Error : invalid conversion from 'const char*' to 'char*' [-fpermissive]

Question

first of all this is not duplicate one because same error Question asked before but in different context

1

code

#include<iostream>
#include<cstring>

int main()
{
    const char *s1;
    const char *s2="bonapart";
    
    s1=new char[strlen(s2)+1];
    strcpy(s1,s2);
    
    std::cout<<s1;
}

Output

[Error] invalid conversion from 'const char*' to 'char*' [-fpermissive]

Why such error ?

If I replace const char *s1 by char *s1 compile fine. But I think this const only saying that s1 is pointing to constant string means we can't modify that string whom it is pointing. It does not mean that s1 is constant ptr. please put some light on this.

Answer 1

Why such error ?

Look at the declaration of strcpy:

char* strcpy( char* dest, const char* src );

Pay particular attention to the first parameter. And very particular attention to the type of the first parameter: char*. It isn't const char*.

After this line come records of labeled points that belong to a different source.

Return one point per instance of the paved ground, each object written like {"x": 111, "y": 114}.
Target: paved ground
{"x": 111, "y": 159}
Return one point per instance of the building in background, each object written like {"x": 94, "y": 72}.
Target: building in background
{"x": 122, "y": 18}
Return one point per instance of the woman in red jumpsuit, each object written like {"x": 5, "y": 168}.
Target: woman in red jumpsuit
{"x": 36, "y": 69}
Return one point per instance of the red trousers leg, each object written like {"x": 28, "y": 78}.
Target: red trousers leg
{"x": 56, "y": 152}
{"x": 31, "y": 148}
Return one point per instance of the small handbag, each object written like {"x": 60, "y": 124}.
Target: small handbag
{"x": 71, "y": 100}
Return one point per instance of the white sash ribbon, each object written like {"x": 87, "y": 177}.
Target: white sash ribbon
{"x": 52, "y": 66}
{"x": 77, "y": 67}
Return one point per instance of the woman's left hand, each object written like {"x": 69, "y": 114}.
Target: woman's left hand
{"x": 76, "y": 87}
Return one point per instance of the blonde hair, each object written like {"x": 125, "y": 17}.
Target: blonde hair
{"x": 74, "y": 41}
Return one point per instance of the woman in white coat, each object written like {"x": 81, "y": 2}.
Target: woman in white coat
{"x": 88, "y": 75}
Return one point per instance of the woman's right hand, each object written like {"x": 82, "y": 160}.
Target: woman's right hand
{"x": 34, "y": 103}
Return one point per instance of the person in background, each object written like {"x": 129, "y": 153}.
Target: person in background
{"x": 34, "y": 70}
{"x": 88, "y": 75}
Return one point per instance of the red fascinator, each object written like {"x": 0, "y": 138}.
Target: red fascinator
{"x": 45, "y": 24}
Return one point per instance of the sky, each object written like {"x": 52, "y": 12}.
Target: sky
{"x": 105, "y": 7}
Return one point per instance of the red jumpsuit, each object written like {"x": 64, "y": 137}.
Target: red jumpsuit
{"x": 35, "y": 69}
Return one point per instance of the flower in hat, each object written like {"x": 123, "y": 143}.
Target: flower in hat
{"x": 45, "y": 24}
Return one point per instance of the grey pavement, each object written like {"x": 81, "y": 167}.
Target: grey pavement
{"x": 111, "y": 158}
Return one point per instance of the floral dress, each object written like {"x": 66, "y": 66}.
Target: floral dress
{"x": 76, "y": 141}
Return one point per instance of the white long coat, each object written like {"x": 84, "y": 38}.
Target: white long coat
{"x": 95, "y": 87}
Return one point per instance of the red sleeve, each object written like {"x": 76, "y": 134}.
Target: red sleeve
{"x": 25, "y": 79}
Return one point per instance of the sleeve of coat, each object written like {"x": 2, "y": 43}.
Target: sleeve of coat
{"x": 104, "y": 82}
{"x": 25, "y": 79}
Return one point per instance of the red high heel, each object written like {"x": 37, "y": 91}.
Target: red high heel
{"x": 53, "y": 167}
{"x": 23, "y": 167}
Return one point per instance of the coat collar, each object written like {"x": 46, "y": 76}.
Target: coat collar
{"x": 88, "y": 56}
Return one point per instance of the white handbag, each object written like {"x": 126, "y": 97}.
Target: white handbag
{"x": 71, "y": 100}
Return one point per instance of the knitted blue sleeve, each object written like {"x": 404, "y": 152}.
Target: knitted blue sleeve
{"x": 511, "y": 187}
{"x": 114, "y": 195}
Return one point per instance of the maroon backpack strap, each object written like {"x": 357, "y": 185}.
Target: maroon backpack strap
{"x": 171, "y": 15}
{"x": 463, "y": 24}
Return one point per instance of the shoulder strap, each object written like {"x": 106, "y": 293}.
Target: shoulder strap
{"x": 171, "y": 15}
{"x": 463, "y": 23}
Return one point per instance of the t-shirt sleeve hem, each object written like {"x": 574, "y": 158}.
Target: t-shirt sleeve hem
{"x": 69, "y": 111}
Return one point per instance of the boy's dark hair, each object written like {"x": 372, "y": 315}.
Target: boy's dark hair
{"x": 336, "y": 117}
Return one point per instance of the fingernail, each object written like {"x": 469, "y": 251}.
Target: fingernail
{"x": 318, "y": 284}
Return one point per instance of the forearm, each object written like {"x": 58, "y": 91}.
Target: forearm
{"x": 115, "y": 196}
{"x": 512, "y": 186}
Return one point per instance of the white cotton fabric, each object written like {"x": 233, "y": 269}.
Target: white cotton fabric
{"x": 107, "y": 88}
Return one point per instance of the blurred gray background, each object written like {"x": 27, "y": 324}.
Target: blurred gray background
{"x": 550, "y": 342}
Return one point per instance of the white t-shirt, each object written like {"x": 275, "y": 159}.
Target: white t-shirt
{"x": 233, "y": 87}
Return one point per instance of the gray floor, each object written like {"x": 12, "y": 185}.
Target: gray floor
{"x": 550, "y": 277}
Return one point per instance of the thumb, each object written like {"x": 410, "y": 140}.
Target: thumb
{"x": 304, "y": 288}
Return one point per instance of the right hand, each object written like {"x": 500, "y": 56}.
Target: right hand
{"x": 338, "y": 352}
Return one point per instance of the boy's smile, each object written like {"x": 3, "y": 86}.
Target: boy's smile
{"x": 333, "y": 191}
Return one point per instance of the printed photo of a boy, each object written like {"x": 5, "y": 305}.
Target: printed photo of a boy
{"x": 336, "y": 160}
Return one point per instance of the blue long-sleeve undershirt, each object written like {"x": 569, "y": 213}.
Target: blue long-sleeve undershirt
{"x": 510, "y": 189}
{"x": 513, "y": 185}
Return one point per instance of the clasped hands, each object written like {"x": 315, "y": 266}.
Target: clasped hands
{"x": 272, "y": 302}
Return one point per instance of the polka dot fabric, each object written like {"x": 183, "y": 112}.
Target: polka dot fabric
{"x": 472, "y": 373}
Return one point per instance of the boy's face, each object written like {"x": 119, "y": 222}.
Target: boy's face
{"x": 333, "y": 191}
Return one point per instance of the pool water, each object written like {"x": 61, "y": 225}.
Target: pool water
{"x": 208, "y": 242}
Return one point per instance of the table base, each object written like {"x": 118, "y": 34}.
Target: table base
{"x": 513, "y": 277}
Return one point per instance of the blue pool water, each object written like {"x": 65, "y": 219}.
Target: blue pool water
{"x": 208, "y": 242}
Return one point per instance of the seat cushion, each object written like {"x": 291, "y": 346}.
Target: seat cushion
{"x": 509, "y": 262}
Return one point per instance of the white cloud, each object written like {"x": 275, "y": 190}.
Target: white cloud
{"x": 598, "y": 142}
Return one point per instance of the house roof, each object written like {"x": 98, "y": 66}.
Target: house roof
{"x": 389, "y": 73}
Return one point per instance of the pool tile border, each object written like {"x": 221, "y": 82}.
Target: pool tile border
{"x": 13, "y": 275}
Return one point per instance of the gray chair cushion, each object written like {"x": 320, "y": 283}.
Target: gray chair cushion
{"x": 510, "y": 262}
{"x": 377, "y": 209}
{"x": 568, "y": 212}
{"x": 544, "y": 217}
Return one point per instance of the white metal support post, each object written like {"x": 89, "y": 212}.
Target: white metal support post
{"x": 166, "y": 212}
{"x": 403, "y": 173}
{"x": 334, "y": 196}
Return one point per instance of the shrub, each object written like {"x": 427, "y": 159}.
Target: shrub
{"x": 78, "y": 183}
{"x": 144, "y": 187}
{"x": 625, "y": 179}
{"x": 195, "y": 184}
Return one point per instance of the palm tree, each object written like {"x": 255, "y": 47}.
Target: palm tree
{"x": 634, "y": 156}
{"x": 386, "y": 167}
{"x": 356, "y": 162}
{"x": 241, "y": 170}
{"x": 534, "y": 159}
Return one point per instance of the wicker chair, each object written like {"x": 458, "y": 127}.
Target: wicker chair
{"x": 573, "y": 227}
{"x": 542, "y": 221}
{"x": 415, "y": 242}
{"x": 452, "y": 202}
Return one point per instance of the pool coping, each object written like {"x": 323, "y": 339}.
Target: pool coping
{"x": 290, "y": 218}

Now, look at the type of the argument that you pass.

const char *s1;

It's not char*. It's const char*. You cannot pass a const char* into a function that accepts char* because former is not convertible to the latter, as the diagnostic message explains.

But I think this const only saying that s1 is pointing to constant string means we can't modify that string whom it is pointing.

That's exactly what const bchar* means. So, how do you expect strcpy to modify the content of the pointed string when you know that it cannot be modified? _{Technically in this case the pointed string isn't const, it's just pointed by a pointer-to-const}

Answer 2

As you say, const char *s1; means that the string pointed at by s1 is not modifyable.

On the other hand, strcpy(s1,s2); will modify the string pointed at by s1.

This is against the condition "the string pointed at by s1 is not modifyable".